Isn’t editorializing in a news story supposed to be out of bounds at The New York Times? Here’s the third graf of Bin Laden’s Secret Life in a Diminished World, which (with a headline describing his Shrunken World) dominates the print edition of today’s front page:
Videos seized from Bin Laden’s compound and released by the Obama administration on Saturday showed him wrapped in an old blanket watching himself on TV, like an aging actor imagining a comeback [emphasis added].
You’d think a news editor would have killed the offending phrase. But you’d be wrong. It would have been very easy to do, and it would not have subtracted an iota of fact.
Videos seized from Bin Laden’s compound and released by the Obama administration on Saturday showed him wrapped in an old blanket watching himself on TV.
like an aging actor imagining a comeback.
See how simple that was? And how much better it reads?
We’re also told in the same paragraph, “A senior intelligence official said other videos showed him practicing and flubbing his lines in front of a camera.”
How does the NYT know that this kinda sorta aging actor imagining a comeback flubbed his lines? Well, because the intelligence official said so. And we know American senior intelligence officials can be depended upon to tell the truth.
But, hey, the three reporters who wrote the story had no choice. They had to depend on that official because he heard the tapes, and they didn’t. As we learn in the 18th paragraph (in a by-the-way aside, no less), all the videos released by the White House “were provided without sound.” You read that right.
For all I know, the videos really do show what the unnamed intelligence official says. It’s worth noting, however — as a more forthright story on page 10 of the NYT print edition points out — the White House released the videos not just “to promote an intelligence triumph but also to try to further diminish the legacy and appeal of Bin Laden.”
And belittling remarks inserted into a front-page news story where they don’t belong will certainly help. Robert Fisk’s column tells the tale as it should be told:
Bin Laden got his just deserts — those who live by the sword tend to die by the sword — but did he get the “justice” that President Obama talked about? Many Arabs — and this theme was taken up by the Arab press, which spoke of his “execution” — thought he should have been captured, taken to the international court in The Hague and tried.

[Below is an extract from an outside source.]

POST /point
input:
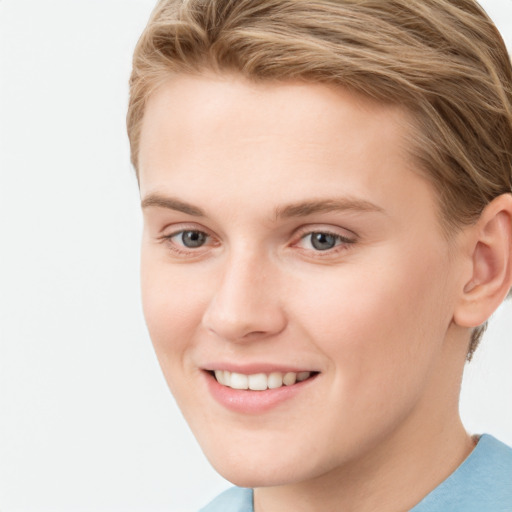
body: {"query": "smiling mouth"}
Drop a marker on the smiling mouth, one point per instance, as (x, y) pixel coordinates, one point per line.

He makes no bones about Bin Laden’s diminished status. “[N]eedless to say, he was a has-been,” Fisk writes. But remember, he’s voicing an opinion. And besides, “the real problem,” as he puts it,
is that the West, which has constantly preached to the Arab world that legality and non-violence was the way forward in the Middle East, has taught a different lesson to the people of the region: that executing your opponents is perfectly acceptable.
Postscript: And now … the feature flick: video of a has-been. Here are all five.
PPS: May 9 — The phrase “like an aging actor imagining a comeback” appears to have gained traction. It was used this morning by NBC’s “Today” show to describe the video of Bin Laden watching himself on the tube. Why am I not surprised?